I’m trying to find the query in order to match similar customers.
To simplify the situation consider this scenario:
I have a table which contains a customer name and product purchased. customer name can have multiple purchases of same and different products. So firstly I can take distinct customer name and product name, so I see all customers and all products they purchased at least once.
Now I want a query to show me a sort of matching customers, according to the product they both purchased, so I want to count the similar products they purchased.
So I want to see for each pair of customers (pairing all the table) the amount of similar product they purchased.
Lets say the raw data is:
CustomerName | ProductName A | 1 A | 2 A | 1 A | 3 B | 1 B | 2 B | 4 C | 2
Then I want to see the result of:
CustomerName1 | CustomerName2 | CountSimilarity A | B | 2 A | C | 1 B | C | 1
And so on for all pairs of customers that have at least 1 similar product purchasing
Any suggestions how to approach this query?

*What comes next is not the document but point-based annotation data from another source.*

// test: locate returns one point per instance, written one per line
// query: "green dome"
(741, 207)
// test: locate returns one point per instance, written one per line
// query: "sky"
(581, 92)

The environment is SQL Server.
Thanks
Advertisement
Answer
Here is a self join approach:
SELECT t1.CustomerName, t2.CustomerName, COUNT(*) AS CountSimilarity FROM yourTable t1 INNER JOIN yourTable t2 ON t1.ProductName = t2.ProductName WHERE t1.CustomerName < t2.CustomerName GROUP BY t1.CustomerName, t2.CustomerName;
Two records are joined together above if their products match. Note that the inequality in the WHERE
clause ensures that customer pairs do not appear in duplicate.